I checked few filtering steps in the documentation, but couldn't find anything that shows number of each mutations that affect TFBS.

I tried something like this but didn't work: [just to check - how many number of variant_type Deletion alters transcription factor binding sites.
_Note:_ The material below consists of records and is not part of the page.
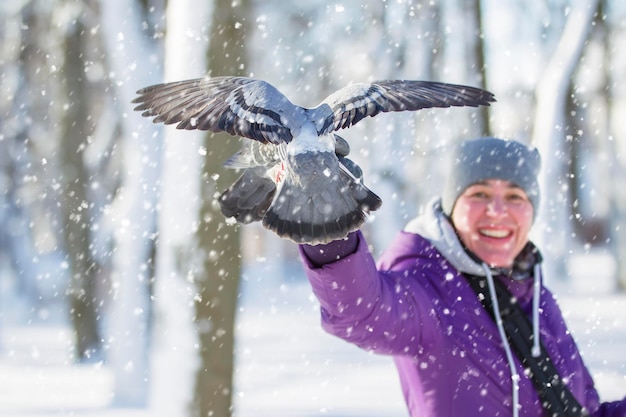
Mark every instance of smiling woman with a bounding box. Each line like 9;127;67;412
452;180;533;268
300;138;626;417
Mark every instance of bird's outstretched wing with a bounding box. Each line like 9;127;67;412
311;80;495;134
133;77;304;144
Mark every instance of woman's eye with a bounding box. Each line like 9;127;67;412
509;194;526;201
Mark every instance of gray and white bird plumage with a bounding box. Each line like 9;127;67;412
133;77;495;244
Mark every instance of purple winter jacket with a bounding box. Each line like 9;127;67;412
301;200;626;417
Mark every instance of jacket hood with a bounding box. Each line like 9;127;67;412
404;198;485;276
404;198;542;281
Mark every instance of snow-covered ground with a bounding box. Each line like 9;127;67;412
0;254;626;417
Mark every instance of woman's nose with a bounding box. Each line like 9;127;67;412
487;196;507;216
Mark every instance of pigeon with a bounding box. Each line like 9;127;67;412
133;76;495;245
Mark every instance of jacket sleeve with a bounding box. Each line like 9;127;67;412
300;228;441;354
593;397;626;417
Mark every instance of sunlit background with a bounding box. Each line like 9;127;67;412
0;0;626;417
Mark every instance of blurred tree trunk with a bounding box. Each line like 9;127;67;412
596;0;626;291
464;0;491;135
192;0;252;417
60;1;101;361
99;0;162;407
532;0;598;279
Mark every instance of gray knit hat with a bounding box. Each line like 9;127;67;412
441;137;541;216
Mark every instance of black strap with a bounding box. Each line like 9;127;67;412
466;274;589;417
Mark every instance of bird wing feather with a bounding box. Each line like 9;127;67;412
311;80;495;134
133;77;306;144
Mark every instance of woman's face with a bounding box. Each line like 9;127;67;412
452;180;533;267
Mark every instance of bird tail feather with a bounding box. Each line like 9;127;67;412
218;167;276;224
263;152;382;244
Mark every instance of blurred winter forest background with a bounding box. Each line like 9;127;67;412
0;0;626;416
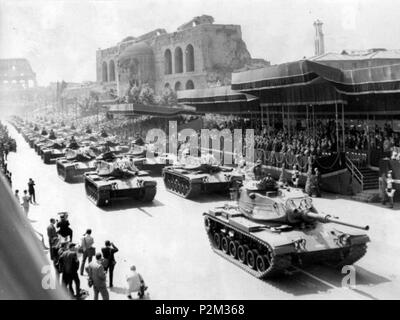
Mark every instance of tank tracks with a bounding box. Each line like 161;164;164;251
327;244;367;269
205;214;292;279
163;172;201;199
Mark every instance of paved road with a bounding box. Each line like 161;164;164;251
4;122;400;299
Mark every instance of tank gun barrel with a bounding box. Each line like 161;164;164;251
304;212;369;230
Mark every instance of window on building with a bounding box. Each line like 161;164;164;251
108;60;115;81
186;80;194;90
185;44;194;72
164;49;172;74
175;47;183;73
175;81;182;91
102;61;108;82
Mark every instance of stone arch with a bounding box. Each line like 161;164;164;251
175;81;182;91
185;44;194;72
174;47;183;73
186;80;194;90
101;61;108;82
164;49;172;74
108;60;115;81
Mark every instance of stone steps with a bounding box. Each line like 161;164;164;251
351;188;380;203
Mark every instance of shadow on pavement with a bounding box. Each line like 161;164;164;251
100;199;164;212
264;265;391;300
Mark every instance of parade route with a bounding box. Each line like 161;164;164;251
8;125;400;300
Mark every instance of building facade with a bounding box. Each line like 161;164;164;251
0;59;36;89
96;15;260;96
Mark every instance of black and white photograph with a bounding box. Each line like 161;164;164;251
0;0;400;304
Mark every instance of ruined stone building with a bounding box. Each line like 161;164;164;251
96;15;266;96
0;59;36;89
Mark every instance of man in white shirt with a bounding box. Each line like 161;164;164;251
126;266;147;299
80;229;96;276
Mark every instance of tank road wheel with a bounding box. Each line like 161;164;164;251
237;245;249;263
214;233;221;250
177;181;183;194
140;187;157;202
204;217;211;232
95;196;106;207
221;236;229;254
173;179;179;192
229;240;238;259
182;181;189;196
246;250;258;269
256;254;270;272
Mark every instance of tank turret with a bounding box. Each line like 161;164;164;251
204;181;370;278
238;179;369;230
84;159;157;206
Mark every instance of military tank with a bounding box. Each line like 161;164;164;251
41;139;65;164
84;159;157;207
125;140;176;175
56;147;102;182
163;157;244;199
204;181;370;278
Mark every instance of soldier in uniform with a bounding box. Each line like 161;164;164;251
385;170;396;208
253;159;262;180
305;166;312;197
49;129;56;140
314;168;321;198
292;165;300;188
278;164;287;187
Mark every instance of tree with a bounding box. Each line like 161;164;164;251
139;83;155;105
160;87;177;106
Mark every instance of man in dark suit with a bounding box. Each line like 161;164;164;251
101;240;118;288
47;218;58;260
60;243;81;296
86;252;110;300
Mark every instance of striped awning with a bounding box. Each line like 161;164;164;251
108;103;198;118
232;60;400;100
178;86;259;114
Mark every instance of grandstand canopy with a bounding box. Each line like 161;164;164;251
178;49;400;115
108;103;199;118
178;86;260;114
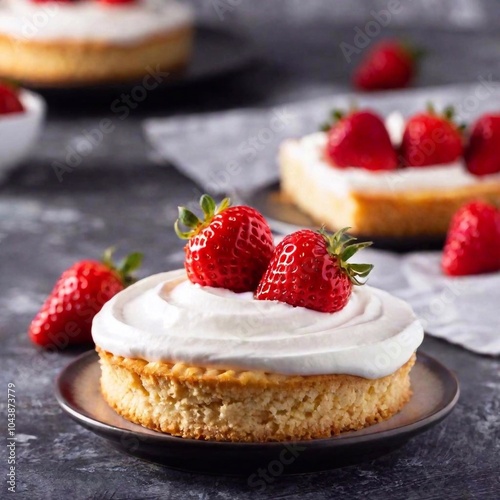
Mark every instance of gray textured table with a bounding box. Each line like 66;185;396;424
0;0;500;500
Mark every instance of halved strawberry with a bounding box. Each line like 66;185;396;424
175;194;274;292
255;228;373;313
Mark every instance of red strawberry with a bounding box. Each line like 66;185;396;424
401;105;463;167
175;194;274;292
255;229;373;312
0;84;24;115
465;114;500;175
29;250;142;349
353;40;422;90
326;111;398;170
95;0;137;5
442;201;500;276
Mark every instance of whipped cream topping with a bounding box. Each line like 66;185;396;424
0;0;193;44
92;270;423;378
283;113;500;196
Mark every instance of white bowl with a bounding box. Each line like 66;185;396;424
0;90;46;180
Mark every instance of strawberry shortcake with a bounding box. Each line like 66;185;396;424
92;196;423;442
279;108;500;237
0;0;193;86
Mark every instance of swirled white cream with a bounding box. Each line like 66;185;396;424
92;270;423;378
0;0;193;44
283;113;500;196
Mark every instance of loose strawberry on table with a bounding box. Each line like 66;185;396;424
29;250;142;349
0;83;24;115
441;201;500;276
353;40;422;90
465;113;500;176
175;195;274;292
255;229;373;313
326;110;398;170
401;105;463;167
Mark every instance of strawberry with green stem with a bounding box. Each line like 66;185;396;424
175;194;274;293
255;228;373;313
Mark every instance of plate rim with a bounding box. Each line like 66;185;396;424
55;350;460;449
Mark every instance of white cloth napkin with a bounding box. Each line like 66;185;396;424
143;83;500;195
352;249;500;355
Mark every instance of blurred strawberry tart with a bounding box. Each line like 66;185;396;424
279;107;500;237
92;196;423;442
0;0;193;86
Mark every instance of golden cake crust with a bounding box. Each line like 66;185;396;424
279;141;500;237
0;26;193;86
97;348;415;442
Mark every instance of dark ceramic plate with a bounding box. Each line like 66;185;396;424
56;352;459;474
26;26;256;96
235;184;445;252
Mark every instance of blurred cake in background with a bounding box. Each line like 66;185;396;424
0;0;193;86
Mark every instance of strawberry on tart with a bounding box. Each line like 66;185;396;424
92;195;423;442
279;108;500;237
0;0;193;86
cat input.vcf | java -jar SnpSift.jar filter "((exists DEL) & (ANN[*].EFFECT)" > eg.vcf


Needed help in this. Thank you !!

snpeff snpsift filtering mutations • 1.8k views
0
Entering edit mode

may be I'm wrong but I don't think snpEff/snpsift is able to annotate a vcf at this level of precision (eg.: a "TFB context"). Those tools are "just" able do some basic annotation, e.g: the terms under: http://www.sequenceontology.org/browser/release_2.5/term/SO:0001564

0
Entering edit mode

But you can see in the above few lines from vcf - ANN=C|TF_binding_site_variant|LOW|||Srf|MA0083.1|||n.100274466A>G||||||,C|intergenic_region|MODIFIER|Y_RNA-AL451051.1|ENSG00000202254-ENSG00000252226|intergenic_region|ENSG00000202254-ENSG00000252226|||n.100274466T>C||||||;SNP;HOM;VARTYPE=SNP

Which means [TF_binding_site_variant|LOW|||Srf|MA0083.1] corresponding to motif MA0083.1, which you can look up in Jaspar database.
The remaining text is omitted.